How about verifying using differentiation? We are asked to show $$\int_0^x \cos^n t dt = \frac{1}{n} \cos^{n-1} x \sin x + \frac{n-1}{n} \int^x_0 \cos^{n-2} t dt + C$$ for some constant $C$. This is true iff the derivatives of each side are equal.

Differentiating the right side, we get using the product rule $$RHS = \frac{n-1}{n} \cos^{n-2} x (-\sin x) \sin x + \frac{1}{n} \cos^{n-1} x \cos x + \frac{n-1}{n} \cos^{n-2} x,$$ then combining, $$RHS = \frac{n-1}{n} (1-\sin^2 x) \cos^{n-2} x + \frac{1}{n} \cos^n x$$ and finally using $\cos^2 x + \sin^2 x = 1$, $$RHS = \frac{n-1}{n}\cos^n x+\frac{1}{n} \cos^nx = \cos^n x,$$ which is the what we want.

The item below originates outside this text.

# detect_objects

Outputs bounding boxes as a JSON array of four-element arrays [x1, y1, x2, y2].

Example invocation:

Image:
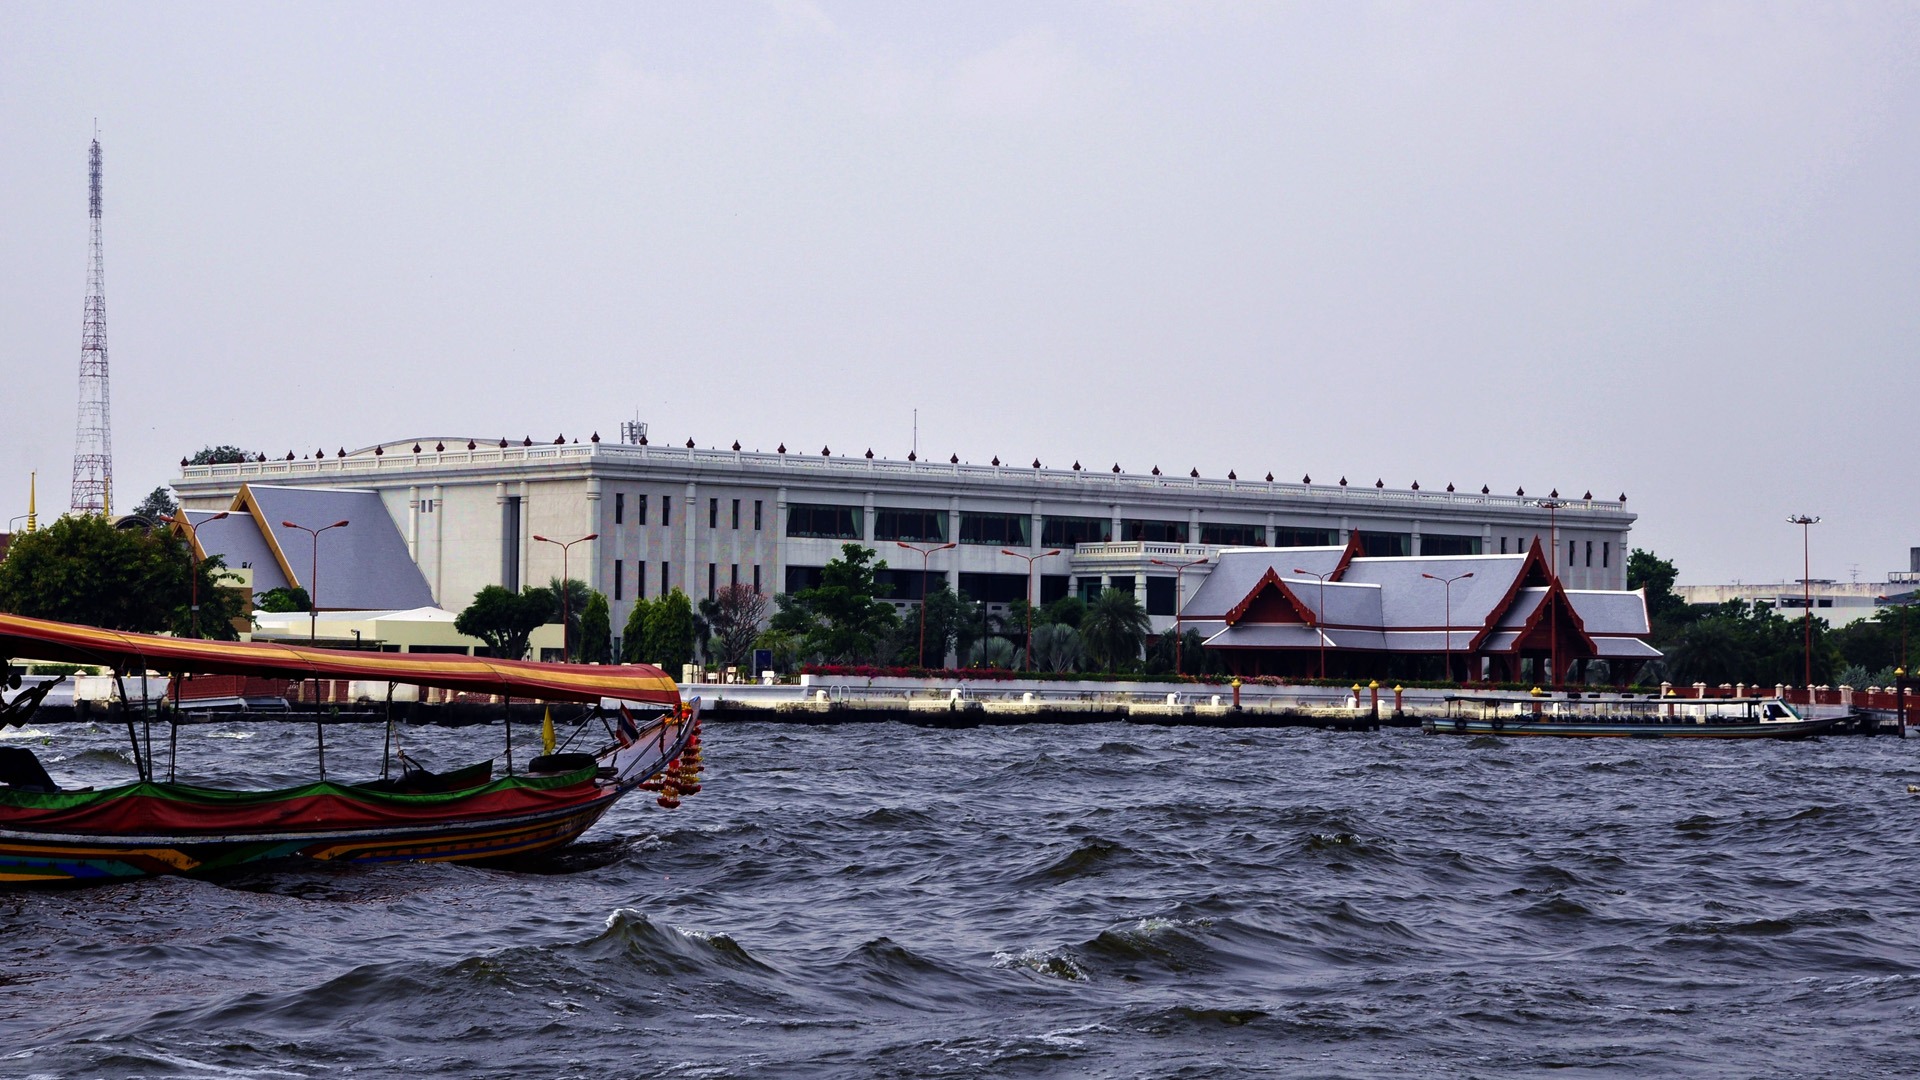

I guess your problem is step four:

$$I_n = \sin x \ \cos^{n-1} x + (n-1)\int(1-\cos^2 x) \ \cos^{n-2} x \ dx \tag{4}$$

Note that $$\begin{align}\int(1-\cos^2 x) \ \cos^{n-2} x \ dx & = \int \cos^{n-2} x \ dx-\int \cos^2 x\; \cos^{n-2} x \ dx \\ & =\int \cos^{n-2} x \ dx-\int \cos^{n} x \ dx \end{align}$$

so we get

$$\begin{align}I_n & = \sin x \ \cos^{n-1} x + (n-1)\int \cos^{n-2} x \ dx-(n-1)\int \cos^{n} x \ dx \\ I_n & = \sin x \ \cos^{n-1} x + (n-1)I_{n-2}-(n-1)I_n \end{align}$$

or

$$nI_n = \sin x \ \cos^{n-1} x + (n-1)I_{n-2}$$

$$I_n =\frac{ \sin x \ \cos^{n-1} x}n + \frac{n-1}nI_{n-2}$$